Two Years

I did not want to close my church, but…

This weekend marks two years since I preached the last message at Hope Chapel Red Lodge; a ministry I planted and led as pastor for twelve years. This was on the heels of 8 years of licensed pastoral ministry at another church in Billings MT. So basically for twenty years I was bivocational-working full time outside the church while serving in a formal ministry posistion whithin the church.

So to suddenly not be doing that was a major life change for me and my family. First let me say that I did not want to close my church. That decision was made, ultimately by my Lord, and by those in authority over me.
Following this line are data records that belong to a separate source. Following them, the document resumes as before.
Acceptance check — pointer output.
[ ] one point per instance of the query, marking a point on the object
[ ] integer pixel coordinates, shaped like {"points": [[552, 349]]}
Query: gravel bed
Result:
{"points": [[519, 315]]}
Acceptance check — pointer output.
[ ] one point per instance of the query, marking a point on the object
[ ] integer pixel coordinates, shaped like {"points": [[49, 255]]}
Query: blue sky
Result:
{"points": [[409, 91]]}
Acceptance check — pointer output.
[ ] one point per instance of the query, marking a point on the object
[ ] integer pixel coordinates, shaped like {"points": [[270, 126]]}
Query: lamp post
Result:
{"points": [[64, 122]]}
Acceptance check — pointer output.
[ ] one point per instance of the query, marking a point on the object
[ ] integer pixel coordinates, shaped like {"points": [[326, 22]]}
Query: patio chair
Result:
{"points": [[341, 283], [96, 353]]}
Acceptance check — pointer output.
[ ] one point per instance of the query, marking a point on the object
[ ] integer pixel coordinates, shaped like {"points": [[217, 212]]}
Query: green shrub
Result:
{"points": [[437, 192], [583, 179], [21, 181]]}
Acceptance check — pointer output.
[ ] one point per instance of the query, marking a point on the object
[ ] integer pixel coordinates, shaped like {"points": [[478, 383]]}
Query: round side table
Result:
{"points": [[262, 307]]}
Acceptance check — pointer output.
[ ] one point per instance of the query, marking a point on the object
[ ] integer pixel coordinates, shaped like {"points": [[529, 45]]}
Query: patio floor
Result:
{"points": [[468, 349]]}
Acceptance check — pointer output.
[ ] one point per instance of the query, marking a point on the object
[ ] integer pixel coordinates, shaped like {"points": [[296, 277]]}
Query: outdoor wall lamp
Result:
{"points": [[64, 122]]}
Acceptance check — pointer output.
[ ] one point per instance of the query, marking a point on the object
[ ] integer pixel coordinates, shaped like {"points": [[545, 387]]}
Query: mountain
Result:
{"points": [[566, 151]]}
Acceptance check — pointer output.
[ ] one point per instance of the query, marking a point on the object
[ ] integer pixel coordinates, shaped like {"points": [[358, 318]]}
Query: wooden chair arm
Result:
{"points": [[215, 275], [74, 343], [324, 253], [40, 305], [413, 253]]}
The Lord knew I had completed my assignment in Red Lodge and those over me recognized that I was exhausted physically, spiritually and emotionally–I just could flat not go on.

These past two years have been an adventure all in their own and I am grateful for it. I got to build and just recently moved into my new home. Spending my spare time working with my hands alongside my wife, and often times daughters and son in laws, was a blessing in that it was a great time of reconnecting and relationship building. I had spent many years devoting all my evenings and weekends to the church, often times in a small office staring at a computer screen as I prepared for the ever coming Sunday, so to be outside using the tools of my other trade, construction, was thereaputic in may ways.

But that’s not neccasarily what I wanted to talk about today, although it sets the stage. Since I stopped preaching every weekend I have had the opportunity and pleasure of visiting many churches from many backgrounds and denominations and even in multiple states. I have fellowshipped in everything from KJV and hymnal worship only churches, to jump and shout spontanoius worship, slain in the Spirit healing services, to small time “I can barely play this guitar but I can make a joyful noise” churches, to laser light show, rock concert professional polished productuon churche–and many in between all those.

And I enjoyed and was (and continue to be) blessed by every single one of them because they all have two things in common; people who love Jesus and are hungry for more of Him, and pastors who love Jesus and his people.

I have a heart for the pastor because he, or she, has a responsibility and a burden that no one, unless you have been there, can ever understand, and it can be a heavy one. There are joys, immense joys, at seeing fruit being born for the Kingdom as those you love and invest heavily into grow in their faith and become true disciples. But there is also immense heartace when you see them struggle and even turn away or against you and worse, their God. With great love comes the potential for great heartache.

But my greatest concern for the pastor is the exhaustion that I know can come like a freight train when it seems there is no stopping it short of a crash. Exhaustion that can come when you try to live up to everyone’s expectations and discover, to their great dissapointment and yours, that you cannot. Exaustion that can come when you try to do things in your own strength instead of His-when you get ahead of Him. Exhaustion that can come when it seems there is no one to help you and you are all alone.

Exhaustion can come from working too long thinking that next year will be different-you will be able to let go of your secular job and focus on the ministry-maybe even get some of your life back. Exhaustion can come when it seems you can do nothing right and people come at you with theological corrections, disapointmenents, letters of rebuke or just plain leaving you with no explanation.

Church is messy–but vital, and so are pastors.

So please, take care of your pastor! Love them, honor them, be patient with them-share your joys and victories, help when able. Don’t pretend you know what they are thinking or assume that they are fine. Spend time with them as a freind and a brother or sister. PRAY for them and support their ministry with your resources of time, talents and money.

On another note; perhaps the days of traditional church as we have known it are past. Perhaps we have put too much on our leaders and given too little. Perhaps we have churched the Holy Spirit right out of out house of worship and programmed out Jesus–perhaps we have killed too many pastors and quenched too long the Spirit of truth.

Perhaps I’m wrong and we just need to get back to church and throw open the doors to Jesus and let the ‘Spirit blow where it will as we hear the sound of it and know not whence it comes or wither it goes’ -just that we want to be in the midst of it. “So it is with all who are born of the Spirit” John 3:8

Are we ready for that? Are we ready to let Jesus be the Good shepherd, are we ready to hear and obey His word, are we ready to let the Holy Spirit be our teacher, advocate, couselor, comforter–are we ready to be convicted unto repentance and open our hearts fully to Him? Untill we are, we are all in jeapordy of falling away and taking our pastors with us, and missing our own callings. Too many judges, too many spectators, too many comfortable christians.

Lord, lead me on. I am your humble servant.